Why is an adtech startup going after the flooring industry?

That was my big question when I got on the phone with AdHawk CEO Todd Saunders and COO Dan Pratt. The company announced earlier this week that it’s raised a $13 million Series B round of funding in conjunction with the launch of a new website, FlooringStores.

“We look at AdHawk as the umbrella company,” Saunders explained. “Our core is a digital marketing company that’s built very strong machine learning. Now FloorForce is the brand we’re using to go after with the flooring vertical.”

FloorForce is actually a recent AdHawk acquisition, offering a variety of digital services for flooring companies — not just AdHawk’s specialty of Facebook and Google advertising, but also website building, reputation management and chatbots. FlooringStores, meanwhile, is the consumer-facing side of the business, a website where homeowners looking for flooring services can browse different providers

FlooringStores

Saunders said FloorForce’s potential customer base includes the 20,000 independent flooring companies in the United states, all in an industry that, in his words, “hasn’t been touched by technology.”

Pratt added, “The vast majority of these retailers need to be convinced why … websites are important — or if they have one, it was built in 1997, which is obviously a really bad experience for consumers. In the same conversation where we’re pitching these websites for our retailers, we’re talking to them about other opportunities, like chatbots, and the universe of what is possible for these folks is magnified by 10x.”
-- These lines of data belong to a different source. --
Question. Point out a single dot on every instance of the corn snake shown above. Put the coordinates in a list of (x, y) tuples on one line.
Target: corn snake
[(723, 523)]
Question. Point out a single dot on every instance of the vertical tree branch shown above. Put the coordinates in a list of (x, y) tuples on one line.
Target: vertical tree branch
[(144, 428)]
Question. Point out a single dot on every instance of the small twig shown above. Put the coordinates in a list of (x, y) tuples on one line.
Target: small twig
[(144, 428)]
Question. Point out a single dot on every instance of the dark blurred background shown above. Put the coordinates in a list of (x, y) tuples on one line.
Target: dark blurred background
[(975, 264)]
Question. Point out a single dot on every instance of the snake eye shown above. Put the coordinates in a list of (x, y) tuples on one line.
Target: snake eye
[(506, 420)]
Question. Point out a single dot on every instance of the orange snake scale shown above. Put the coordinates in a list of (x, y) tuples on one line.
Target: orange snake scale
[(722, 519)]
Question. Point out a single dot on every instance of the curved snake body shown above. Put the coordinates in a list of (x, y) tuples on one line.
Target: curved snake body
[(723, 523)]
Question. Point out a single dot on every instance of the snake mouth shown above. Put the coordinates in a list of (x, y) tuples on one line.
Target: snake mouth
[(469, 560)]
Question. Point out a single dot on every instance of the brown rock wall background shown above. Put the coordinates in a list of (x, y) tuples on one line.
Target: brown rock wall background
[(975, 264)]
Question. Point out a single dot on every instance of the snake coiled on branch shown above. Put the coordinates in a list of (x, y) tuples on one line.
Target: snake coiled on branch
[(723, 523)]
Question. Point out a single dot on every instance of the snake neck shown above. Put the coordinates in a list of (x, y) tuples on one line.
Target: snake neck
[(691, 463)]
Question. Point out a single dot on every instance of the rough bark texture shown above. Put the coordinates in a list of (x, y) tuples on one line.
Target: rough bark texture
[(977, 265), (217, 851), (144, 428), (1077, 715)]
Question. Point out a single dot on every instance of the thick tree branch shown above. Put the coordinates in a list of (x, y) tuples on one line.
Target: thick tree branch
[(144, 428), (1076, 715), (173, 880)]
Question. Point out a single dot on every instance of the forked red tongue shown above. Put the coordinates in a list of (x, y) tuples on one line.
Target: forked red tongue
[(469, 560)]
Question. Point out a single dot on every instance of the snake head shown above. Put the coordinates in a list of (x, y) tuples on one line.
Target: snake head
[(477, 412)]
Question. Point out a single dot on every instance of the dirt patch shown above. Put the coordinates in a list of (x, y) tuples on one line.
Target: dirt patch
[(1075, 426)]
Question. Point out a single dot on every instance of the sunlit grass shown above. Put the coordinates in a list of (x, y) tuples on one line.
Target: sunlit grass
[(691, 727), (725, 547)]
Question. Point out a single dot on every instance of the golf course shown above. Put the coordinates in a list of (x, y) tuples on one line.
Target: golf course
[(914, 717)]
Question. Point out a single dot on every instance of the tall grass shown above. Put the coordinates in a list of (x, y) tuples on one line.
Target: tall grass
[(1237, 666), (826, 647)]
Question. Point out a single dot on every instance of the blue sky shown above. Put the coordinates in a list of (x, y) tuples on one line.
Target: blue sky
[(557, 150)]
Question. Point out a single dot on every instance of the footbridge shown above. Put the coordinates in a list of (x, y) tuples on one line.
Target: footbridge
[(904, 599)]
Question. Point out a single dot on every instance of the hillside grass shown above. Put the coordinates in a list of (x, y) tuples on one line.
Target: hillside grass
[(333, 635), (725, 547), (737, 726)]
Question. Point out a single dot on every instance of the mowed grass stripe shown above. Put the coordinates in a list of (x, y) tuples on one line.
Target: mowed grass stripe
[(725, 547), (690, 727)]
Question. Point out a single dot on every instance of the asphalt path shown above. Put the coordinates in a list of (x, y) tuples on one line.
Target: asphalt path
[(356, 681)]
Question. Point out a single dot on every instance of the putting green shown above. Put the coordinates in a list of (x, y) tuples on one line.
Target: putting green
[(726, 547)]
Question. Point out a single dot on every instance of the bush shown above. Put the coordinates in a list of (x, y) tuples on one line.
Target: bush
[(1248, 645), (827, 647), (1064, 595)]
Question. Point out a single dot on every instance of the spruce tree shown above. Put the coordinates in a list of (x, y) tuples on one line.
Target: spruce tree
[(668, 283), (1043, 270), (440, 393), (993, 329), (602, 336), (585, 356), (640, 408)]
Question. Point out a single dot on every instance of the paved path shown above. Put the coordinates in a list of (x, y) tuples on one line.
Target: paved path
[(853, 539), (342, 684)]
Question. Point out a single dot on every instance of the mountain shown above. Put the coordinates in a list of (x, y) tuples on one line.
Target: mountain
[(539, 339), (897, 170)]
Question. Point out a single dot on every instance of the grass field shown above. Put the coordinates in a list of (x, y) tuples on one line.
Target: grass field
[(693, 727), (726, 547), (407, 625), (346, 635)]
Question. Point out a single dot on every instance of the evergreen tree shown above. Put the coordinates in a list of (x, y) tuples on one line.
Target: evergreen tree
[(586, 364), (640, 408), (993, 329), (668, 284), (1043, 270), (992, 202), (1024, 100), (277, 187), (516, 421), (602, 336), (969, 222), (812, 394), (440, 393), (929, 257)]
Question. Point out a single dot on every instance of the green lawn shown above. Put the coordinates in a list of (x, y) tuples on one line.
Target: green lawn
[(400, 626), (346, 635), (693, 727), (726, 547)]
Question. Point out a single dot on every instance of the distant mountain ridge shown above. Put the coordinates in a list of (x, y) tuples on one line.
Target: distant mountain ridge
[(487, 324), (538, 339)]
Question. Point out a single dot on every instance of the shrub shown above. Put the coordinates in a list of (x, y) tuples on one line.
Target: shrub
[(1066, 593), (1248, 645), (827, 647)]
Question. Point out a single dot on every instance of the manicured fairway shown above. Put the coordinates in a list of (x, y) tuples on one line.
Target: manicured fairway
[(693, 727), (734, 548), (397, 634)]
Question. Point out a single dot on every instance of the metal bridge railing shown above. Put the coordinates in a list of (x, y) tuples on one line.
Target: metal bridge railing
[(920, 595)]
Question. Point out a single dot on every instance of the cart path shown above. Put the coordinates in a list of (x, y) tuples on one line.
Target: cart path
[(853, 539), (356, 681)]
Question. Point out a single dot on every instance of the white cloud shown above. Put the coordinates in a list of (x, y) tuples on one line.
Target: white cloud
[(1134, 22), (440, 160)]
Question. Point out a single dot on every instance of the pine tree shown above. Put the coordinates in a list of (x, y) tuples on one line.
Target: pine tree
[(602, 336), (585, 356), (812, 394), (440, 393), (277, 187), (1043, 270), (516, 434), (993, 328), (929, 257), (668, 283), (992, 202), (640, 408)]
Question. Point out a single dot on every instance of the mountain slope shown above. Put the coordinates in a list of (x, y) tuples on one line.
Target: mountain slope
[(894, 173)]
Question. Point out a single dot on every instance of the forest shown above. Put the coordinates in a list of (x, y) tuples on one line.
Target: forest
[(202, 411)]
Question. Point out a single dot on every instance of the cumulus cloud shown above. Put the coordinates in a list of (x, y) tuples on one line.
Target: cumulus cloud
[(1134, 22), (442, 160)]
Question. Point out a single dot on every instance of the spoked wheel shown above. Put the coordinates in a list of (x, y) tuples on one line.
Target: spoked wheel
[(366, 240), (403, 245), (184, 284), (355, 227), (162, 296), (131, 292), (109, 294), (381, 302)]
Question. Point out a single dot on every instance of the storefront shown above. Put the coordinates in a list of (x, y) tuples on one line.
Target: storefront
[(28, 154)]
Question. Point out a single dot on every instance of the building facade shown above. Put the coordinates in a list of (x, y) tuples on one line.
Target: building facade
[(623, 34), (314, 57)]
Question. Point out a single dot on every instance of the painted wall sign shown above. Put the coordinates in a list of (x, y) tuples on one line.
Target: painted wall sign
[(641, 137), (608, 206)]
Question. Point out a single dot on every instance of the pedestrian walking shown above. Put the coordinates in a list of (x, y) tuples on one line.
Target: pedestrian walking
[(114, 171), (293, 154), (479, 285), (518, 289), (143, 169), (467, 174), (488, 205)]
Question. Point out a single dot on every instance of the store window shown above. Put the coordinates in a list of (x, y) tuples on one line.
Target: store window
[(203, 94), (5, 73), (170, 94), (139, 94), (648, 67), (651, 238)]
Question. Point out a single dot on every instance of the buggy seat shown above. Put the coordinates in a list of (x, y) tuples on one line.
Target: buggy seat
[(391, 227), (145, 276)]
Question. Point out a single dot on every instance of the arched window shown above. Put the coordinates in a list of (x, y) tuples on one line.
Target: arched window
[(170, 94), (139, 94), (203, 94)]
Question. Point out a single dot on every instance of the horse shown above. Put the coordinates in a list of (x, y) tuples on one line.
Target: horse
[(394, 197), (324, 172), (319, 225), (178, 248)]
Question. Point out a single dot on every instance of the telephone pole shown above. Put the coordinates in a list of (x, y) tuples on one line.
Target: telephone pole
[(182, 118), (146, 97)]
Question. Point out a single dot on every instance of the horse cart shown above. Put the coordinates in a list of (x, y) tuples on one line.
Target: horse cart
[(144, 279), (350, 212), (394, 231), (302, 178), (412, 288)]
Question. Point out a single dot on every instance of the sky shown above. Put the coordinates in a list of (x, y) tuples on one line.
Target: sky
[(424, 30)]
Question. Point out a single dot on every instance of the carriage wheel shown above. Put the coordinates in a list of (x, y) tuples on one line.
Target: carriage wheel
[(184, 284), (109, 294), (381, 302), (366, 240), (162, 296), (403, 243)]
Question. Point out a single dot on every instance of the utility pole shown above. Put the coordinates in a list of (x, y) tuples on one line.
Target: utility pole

Ultimately, Saunders and Pratt said they’re hoping to take a similar approach and expand into other home service verticals, all while taking advantage of the consumer data gathered through AdHawk and FloorForce.

AdHawk’s Series B was led by Entrée Capital, with participation from Table Management, Accomplice and others. The startup has now raised a total of $17.7 million, and Pratt said it’s been growing quickly — going from 30 employees a year ago to more than 100 currently, with the aim of approaching a headcount of 200 by the end of the year.